## Cleaning Spray Dataset

In this notebook, we will clean the spray dataset. 

In [None]:
# import libraries

# maths
import numpy as np
import pandas as pd
import os
import re
import time
import datetime as datetime

In [None]:
# file paths

input_path = '../data/2_input/'
clean_path = '../data/3_clean/'
output_path = '../data/4_output/'

image_path = '../images/'

### Import and Inspect Data

The spray dataset has 14,835 entries and 4 columns, namely `Date`, `Time`, `Latitude` and `Longitude`. There are 584 null values in the `Time` column and when we look at these null values, we noticed that the null values are all from spray data on 2011-09-07. We decided to drop the `Time` column as our sense is that the timing of the spray (given that the spray frequency is so high) would not be critical for our data analysis. 

In [None]:
spray = pd.read_csv(input_path+'spray.csv')


In [None]:
spray.shape

In [None]:
spray.head()

In [None]:
spray.isnull().sum()

In [None]:
spray[spray.Time.isnull()]

### Clean Data

Same as the train, test and weather datasets, we split the `Date` columns into `year`, `month` and `day` columns so that it will be easier for us to analyse the seasonality effect later on.

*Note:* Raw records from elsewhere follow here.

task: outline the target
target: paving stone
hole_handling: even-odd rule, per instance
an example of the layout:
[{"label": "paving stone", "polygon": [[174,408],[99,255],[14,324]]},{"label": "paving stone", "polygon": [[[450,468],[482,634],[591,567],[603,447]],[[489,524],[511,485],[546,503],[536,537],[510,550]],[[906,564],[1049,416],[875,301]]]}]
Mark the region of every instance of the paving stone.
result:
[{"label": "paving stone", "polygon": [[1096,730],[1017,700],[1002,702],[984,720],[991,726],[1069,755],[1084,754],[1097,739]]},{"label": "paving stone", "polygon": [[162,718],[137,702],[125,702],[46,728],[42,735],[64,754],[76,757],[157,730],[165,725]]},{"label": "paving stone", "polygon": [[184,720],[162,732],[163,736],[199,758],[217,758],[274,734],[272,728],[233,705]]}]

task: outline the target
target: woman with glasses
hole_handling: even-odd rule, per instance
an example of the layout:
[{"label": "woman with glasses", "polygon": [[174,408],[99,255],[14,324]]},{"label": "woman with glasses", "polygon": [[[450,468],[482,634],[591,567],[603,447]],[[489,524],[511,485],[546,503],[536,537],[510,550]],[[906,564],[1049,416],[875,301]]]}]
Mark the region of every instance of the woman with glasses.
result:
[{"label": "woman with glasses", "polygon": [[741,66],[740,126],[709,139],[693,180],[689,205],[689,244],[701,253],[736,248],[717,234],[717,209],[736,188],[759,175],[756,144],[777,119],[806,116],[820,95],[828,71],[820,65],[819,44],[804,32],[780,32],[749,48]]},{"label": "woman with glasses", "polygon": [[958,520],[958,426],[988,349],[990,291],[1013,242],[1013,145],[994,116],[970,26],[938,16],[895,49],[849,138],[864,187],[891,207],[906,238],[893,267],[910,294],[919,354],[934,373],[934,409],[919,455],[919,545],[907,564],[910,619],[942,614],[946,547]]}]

With that, we saved our processed spray data in another folder. 

In [None]:
def create_yr(x): 
    return x.split('-')[0] 

def create_mth(x): 
    return x.split('-')[1] 

def create_day(x): 
    return x.split('-')[2] 

def rename_columns (columns):
    return [column.lower() for column in columns]

def clean_data(df): 
    df['year_spray'] = df.Date.apply(create_yr)
    df['month_spray'] = df.Date.apply(create_mth)
    df['day_spray'] = df.Date.apply(create_day)
    df.drop(['Date', 'Time'], axis = 1, inplace = True)
    df.columns = rename_columns(df.columns)
    return df

spray = clean_data(spray)

In [None]:
spray.head()

### Output Data

In [None]:
spray.to_csv(clean_path+'spray_clean.csv', index = False)